Neural Network

Perceptron

In neural networks, a perceptron is a neuron, which is a binary classifier to decide whether or not an input, represented by a vector of numbers ($\mathbf{x}$), belong to some specific class ($0\ /\ 1$).

Perceptron is represented by the following threshold function:

$$ \begin{aligned} f\left(\mathbf{x}\right) &= h_{\theta}\left(\mathbf{w}\cdot\mathbf{x} + b\right)\\ &=\begin{cases}1 & \text{if $\mathbf{w}\cdot\mathbf{x} + b > \theta.$}\\0 & \text{otherwise.}\end{cases} \end{aligned} $$

where $\mathbf{w}$ is a vector of real-valued weights, and $b$ is the bias, which shifts the decision boundary away from the origin and does not depend on any input value.

Perceptron

Activation function

In the above example, we used a step function (Heaviside function) $h_{\theta}$ as the activation function.

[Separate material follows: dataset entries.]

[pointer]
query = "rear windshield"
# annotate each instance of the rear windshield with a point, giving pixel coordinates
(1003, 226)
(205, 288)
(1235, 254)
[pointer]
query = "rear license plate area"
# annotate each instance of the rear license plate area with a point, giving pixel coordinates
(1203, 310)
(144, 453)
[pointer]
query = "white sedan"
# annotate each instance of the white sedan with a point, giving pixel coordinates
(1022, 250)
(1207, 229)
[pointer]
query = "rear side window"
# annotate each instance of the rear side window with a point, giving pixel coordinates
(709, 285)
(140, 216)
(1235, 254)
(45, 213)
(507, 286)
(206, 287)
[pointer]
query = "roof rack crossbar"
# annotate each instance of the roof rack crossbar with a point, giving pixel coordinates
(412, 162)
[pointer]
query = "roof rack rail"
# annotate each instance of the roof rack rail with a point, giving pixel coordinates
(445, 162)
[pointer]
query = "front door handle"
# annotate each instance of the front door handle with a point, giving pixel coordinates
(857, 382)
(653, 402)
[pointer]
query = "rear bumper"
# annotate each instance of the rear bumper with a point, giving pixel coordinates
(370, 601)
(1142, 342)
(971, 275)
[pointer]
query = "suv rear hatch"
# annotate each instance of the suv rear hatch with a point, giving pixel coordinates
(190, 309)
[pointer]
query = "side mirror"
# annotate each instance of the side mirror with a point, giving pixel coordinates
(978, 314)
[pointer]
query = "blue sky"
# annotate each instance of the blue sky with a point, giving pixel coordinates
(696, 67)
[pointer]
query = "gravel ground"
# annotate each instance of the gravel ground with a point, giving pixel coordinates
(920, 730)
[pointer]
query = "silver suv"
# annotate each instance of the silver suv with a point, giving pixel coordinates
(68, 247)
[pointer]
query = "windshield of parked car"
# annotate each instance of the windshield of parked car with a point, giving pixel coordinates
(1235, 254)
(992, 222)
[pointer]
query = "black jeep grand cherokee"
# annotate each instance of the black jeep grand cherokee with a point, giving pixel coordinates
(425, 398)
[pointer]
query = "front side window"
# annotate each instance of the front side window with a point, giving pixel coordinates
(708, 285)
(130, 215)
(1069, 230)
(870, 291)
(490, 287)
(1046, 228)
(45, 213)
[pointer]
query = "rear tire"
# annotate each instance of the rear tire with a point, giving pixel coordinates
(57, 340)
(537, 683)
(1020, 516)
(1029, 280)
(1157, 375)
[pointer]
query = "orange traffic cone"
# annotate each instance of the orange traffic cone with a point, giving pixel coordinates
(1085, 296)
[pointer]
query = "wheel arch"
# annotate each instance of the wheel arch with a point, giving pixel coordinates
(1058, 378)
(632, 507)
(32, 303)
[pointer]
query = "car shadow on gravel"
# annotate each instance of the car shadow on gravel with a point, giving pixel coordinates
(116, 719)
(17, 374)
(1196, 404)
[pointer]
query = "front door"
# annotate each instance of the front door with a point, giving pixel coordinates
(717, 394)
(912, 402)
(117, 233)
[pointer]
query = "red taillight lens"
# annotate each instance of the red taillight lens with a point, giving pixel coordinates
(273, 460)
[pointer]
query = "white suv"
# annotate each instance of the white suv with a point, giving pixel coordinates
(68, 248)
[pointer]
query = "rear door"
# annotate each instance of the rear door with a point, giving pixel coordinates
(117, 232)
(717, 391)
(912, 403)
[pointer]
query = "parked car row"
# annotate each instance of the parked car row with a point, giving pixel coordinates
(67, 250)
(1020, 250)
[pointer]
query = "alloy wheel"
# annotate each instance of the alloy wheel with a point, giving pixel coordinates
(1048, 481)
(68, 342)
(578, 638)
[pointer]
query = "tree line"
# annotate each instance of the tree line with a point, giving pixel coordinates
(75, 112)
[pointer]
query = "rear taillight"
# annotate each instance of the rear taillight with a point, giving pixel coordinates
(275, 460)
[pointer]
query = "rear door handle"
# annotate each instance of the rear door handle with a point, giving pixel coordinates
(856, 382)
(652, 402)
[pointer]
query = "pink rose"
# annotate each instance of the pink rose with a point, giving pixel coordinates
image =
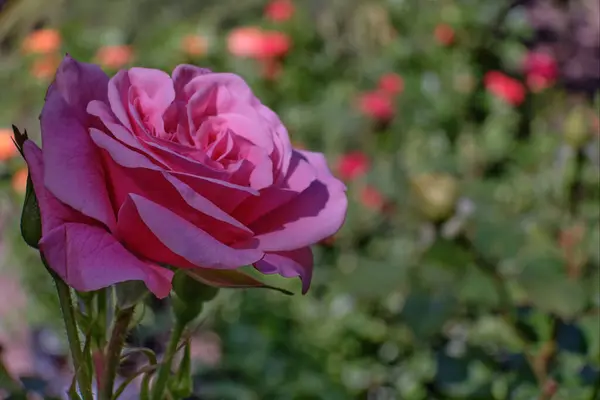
(188, 170)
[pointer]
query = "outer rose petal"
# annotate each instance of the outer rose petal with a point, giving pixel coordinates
(181, 237)
(53, 212)
(73, 170)
(315, 214)
(289, 264)
(89, 258)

$$ h_{\theta}(a) =\begin{cases}1 & \text{if $a > \theta.$}\\0 & \text{otherwise.}\end{cases} $$

However, as this function is indifferentiable, we often use other activation functions in neural networks:

  • Logistic sigmoid function: $$h(a) = \frac{1}{1+\exp(-a)}$$
  • Hyperbolic tangent function: $$\begin{aligned}h(a) &= \tanh (a)\\&=\frac{e^a-e^{-1}}{e^1+e^{-1}}\end{aligned}$$
  • Softmax function: $$h(\mathbf{a}) = \frac{\exp(a_i)}{\sum_j \exp(a_i)}$$

Multi Layer Perceptron

Then, we will connect two or more perceptons to make a two-layer perceptron. The two or more layers of perceptrons (MLP) are called Neural Networks.

$$y = h_2\left(\sum_{i=0}^{m} w^{(2)}_ih_1\left(\sum_{j=0}^{D}w^{(1)}_{ij} x_j\right)\right)$$

Multilayer Perceptron

Why multi Layers ??

$$ \begin{aligned} &\text{single :} &y&=f\left(\sum_i w_i\underbrace{\phi_i(\mathbf{x})}\right)\\ &\text{multi :} &y&=h_2\left(\sum_{i=0}^{m} w^{(2)}_i \underbrace{h_1\left(\sum_{j=0}^{D}w^{(1)}_{ij} x_j\right)}\right) \end{aligned} $$

By comparing the above two equations, we can see that the "fixed" basis function $\phi_i$ becomes “adaptively fluctuate”.

$$\phi_i(\mathbf{x})\rightarrow\displaystyle h_1\left(\sum_{j=0}^{D}w^{(1)}_{ij} x_j\right)$$

Therefore, it is said that "If Neural Networks have sufficient layers and neurons, they can compute any function at all."

Backpropagation

In the context of Neural Networks, "training" is "to minimize the error $E_n(\mathbf{w})$ between the output and the correct answer by changing the weight", and to achive this it is necessary to calculate $\frac{\partial E_n}{w_{ji}}$ for all $i, j$.

forward backprop
Back Propagation Back Propagation2

As shown in the figure above, as "$E_n$ depends on $w_{ji}$ only via $a_j$", we can get the following formula.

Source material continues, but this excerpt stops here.